An electron microscope image shows sperm from human donors
An electron microscope image shows sperm from human donors that posses only the mutated DEFB126 gene have a significantly reduced quantity of negatively charged sugars (green fluorescence) on their surface. June 17, 2010Reuters

In a bizarre incident, the widow of a young man based in Delhi asked the doctors at the All India Institute of Medical Sciences (AIIMS) to retrieve his sperm so that she can have a baby. The couple were married for a few years but did not have a child.

The parents of the man have also supported the request of their daughter-in-law, a doctor at AIIMS was quoted by the Times of India as saying.

The doctors have however turned down the woman's request as there are no clear guidelines on postmortem sperm retrieval (PMSR) in India.

Currently there are only guidelines for Assisted Reproductive Techniques (ART), under which a sperm can be used for artificial insemination purposes provided it was extracted during the lifetime of the man/husband.

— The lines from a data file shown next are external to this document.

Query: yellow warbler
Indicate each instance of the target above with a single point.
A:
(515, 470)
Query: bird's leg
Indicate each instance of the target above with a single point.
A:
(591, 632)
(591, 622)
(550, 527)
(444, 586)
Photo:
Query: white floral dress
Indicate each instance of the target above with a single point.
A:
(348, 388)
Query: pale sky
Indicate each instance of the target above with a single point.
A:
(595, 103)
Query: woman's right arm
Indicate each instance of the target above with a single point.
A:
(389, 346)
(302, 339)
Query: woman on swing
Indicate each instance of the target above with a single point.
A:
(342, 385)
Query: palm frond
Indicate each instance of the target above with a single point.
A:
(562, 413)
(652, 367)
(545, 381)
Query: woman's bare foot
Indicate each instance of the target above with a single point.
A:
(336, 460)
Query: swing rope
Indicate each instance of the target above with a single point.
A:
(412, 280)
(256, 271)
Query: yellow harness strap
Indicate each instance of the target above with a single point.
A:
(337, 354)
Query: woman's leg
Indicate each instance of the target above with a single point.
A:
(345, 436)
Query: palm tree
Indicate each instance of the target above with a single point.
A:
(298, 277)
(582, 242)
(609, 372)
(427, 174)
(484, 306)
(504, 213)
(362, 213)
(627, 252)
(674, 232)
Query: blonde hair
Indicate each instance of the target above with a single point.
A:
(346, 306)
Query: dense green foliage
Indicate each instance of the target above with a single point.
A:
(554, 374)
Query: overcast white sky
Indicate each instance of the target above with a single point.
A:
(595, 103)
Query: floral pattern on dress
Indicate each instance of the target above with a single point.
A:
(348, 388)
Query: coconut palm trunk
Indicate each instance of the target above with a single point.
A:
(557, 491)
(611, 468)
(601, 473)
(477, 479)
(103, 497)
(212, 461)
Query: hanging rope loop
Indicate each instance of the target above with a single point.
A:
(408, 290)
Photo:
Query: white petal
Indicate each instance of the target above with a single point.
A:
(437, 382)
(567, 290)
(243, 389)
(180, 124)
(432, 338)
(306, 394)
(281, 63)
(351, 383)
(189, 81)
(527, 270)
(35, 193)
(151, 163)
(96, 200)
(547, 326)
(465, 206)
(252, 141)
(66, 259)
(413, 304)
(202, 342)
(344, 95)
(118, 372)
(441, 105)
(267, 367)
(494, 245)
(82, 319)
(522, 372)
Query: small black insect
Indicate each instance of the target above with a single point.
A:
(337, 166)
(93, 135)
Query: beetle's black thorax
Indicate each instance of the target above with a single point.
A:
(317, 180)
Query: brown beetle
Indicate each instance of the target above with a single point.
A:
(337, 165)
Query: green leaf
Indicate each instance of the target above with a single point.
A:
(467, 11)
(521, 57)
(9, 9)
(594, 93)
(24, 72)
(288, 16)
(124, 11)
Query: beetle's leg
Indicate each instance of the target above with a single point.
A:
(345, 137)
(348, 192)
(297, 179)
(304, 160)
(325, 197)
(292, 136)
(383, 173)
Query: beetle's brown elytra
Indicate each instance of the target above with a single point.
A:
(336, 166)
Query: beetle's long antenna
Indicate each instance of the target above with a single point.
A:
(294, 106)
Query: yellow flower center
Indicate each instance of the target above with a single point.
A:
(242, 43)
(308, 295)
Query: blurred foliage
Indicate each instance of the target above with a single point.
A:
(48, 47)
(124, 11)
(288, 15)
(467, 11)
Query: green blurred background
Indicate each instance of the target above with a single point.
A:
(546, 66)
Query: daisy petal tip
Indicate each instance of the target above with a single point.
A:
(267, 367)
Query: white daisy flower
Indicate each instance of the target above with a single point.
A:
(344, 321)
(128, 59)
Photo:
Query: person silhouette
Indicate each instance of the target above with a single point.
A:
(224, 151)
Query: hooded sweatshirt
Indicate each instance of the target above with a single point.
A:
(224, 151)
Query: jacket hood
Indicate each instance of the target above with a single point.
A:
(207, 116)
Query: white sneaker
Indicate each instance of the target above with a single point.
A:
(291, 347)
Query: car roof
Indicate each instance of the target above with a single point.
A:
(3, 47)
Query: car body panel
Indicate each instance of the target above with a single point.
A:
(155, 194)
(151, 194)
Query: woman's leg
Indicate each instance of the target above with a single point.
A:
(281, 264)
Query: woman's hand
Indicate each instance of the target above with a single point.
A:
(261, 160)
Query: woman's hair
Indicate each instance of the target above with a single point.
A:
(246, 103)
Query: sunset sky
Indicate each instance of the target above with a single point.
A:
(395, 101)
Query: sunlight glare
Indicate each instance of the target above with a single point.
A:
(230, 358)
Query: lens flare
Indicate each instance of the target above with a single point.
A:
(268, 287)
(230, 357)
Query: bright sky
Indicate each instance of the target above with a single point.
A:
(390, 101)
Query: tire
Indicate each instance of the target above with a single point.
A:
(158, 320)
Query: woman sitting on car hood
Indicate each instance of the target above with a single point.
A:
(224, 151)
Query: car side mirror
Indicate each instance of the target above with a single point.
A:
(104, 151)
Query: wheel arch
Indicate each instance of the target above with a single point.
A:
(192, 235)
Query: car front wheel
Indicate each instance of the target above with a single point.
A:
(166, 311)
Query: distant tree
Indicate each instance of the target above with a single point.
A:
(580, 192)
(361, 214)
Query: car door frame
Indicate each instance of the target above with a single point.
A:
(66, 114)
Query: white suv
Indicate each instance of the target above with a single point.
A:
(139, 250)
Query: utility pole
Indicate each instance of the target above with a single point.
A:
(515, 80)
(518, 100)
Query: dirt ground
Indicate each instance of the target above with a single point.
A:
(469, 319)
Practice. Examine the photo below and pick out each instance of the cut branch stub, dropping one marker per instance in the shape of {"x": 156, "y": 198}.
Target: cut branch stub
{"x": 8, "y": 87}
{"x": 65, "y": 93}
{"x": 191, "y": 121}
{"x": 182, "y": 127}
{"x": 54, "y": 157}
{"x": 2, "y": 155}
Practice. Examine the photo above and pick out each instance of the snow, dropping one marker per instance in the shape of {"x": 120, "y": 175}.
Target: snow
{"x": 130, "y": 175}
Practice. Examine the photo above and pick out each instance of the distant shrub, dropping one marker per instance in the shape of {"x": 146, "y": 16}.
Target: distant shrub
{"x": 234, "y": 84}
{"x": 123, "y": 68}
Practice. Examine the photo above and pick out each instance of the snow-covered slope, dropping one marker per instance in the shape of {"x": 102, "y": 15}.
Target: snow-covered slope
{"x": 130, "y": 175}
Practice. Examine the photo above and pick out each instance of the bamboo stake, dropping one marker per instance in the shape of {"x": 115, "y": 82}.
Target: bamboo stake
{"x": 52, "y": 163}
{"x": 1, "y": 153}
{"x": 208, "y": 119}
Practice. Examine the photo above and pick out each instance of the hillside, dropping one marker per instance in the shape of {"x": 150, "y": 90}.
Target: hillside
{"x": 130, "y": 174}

However, no rules exist for the retrieval of sperm from dead men, which is the case with PMSR. However, countries such as United Kingdom, Japan, Australia allow PMSR, according to the daily.

Doctors, meanwhile said that although it is quite possible to retrieve sperm from the dead person which could then be preserved, the absence of rules makes their job difficult.

"Retrieval is a simple process. It can be done within five minutes by dissecting the testis and extracting the sperm. But there are ethical and legal issues involved," Sudhir Gupta, head Forensics Department , AIIMS was quoted by the TOI as saying.

He further said that the sperm can survive inside the testicular cavity of a man for a day following his death.